Labour’s farm tax is pure class war
Socialists targeting landowners is nothing new, but don’t expect the countryside to take Labour’s punitive farm tax lying down, says James Price
“Buy land – they ain’t making any more of it”. With apologies to the Dutch and their reclamation efforts, this has been solid investment advice for a long time.
But that’s about to change. Not content with increasing taxes, increasing borrowing, and spreading a general sense of doom across Britain, Chancellor Rachel Reeves has also determined that the Great British family farm must suffer, too. Apparently the government ‘can’t afford not’ to remove the inheritance tax relief that has enabled farms to be passed down through the generations. This relief will now be capped at £1m and 20 per cent charged on agricultural property in excess of this.
Worrying ignorance
This betrays a worrying ignorance of how farming actually works Many genuine food-producing farms will have large assets and land holdings, but very slim profit margins. These farmers are not wealthy and their children are now facing the very real prospect of having to sell ancestral land. That’s not only devastating for them personally, but a threat to food security.
Few have done more to highlight the harsh reality of rural life than Jeremy Clarkson. The policy has led him to dub Reeves “the most stupid, blinkered idiot ever to occupy No 11”. Meanwhile, NFU president Tom Bradshaw has said: “Let’s not sugar-coat this, every penny the Chancellor saves from this will come directly from the next generation having to break-up their family farm.”
Jeremy Clarkson has called Reeves “the most stupid, blinkered idiot ever to occupy No 11”
Why then, are Reeves and the environment secretary, Steve Reed, so deaf to this plight? Reed is on record as saying, quite callously, that farmers will have to “learn to do more with less”. I fear that this comes down to pure class warfare.
Socialists have long been suspicious of landowners – a trend which found its fullest expression in the Soviet Union’s forced collectivisation of agriculture in the 30s. This was explicitly framed as an effort to liquidate the kulaks – affluent peasants who Stalin regarded as opposed to his regime. The end, and inevitable, result of ‘dekulakisation’ was despair and famine.
Labour governments are nowhere near so extreme, but no less motivated by class hatred. Just as Tony Blair targeted country pursuits like fox hunting, this government wants to go after the aristocrats and billionaires it wrongly believes own all the land in Britain. This also explains their disastrous VAT hike on Britain’s world-beating independent school sector, as well as the punitive tax raids on capital gains. But it is ordinary farmers – the very definition of ‘working people’ – who will be caught in the crossfire. Many will end up selling their land to international conglomerates who will stick solar panels all over it. Great news for the likes of Red Ed, less so for anyone moved by notions of England’s green and pleasant land.

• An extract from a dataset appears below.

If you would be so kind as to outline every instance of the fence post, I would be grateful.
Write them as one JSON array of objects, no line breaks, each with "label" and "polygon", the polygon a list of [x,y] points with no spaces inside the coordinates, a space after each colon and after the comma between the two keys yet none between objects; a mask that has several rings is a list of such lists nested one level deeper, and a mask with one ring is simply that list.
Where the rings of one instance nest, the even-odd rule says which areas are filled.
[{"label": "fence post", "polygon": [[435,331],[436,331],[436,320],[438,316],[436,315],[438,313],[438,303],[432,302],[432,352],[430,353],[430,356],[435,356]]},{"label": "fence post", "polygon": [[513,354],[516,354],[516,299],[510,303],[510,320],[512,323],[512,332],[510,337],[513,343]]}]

There is another historical example that should give Labour pause: the Xiaogong farmers in China. Suffering under the collectivisations of Mao and the ensuing starvation, these farmers agreed a secret pact to ignore the communist diktats and grant each family its own plot of land. If a family grew a lot of food, they could keep some of the harvest. It was the same land and the same equipment, all that changed was the incentives. “We all secretly competed,” recalled farmer Yen Jingchang, “everyone wanted to produce more than the next person.”
At the end of the season, their harvest was bigger than the last five years combined.
That huge harvest gave them away, and it was only thanks to the ascendancy of the reforming premier Deng Xiaoping that they were celebrated instead of shot. This powerful example shows the importance of ownership to output.
Britain’s pastures are in danger, but you can bet the farm that the countryside won’t take it lying down.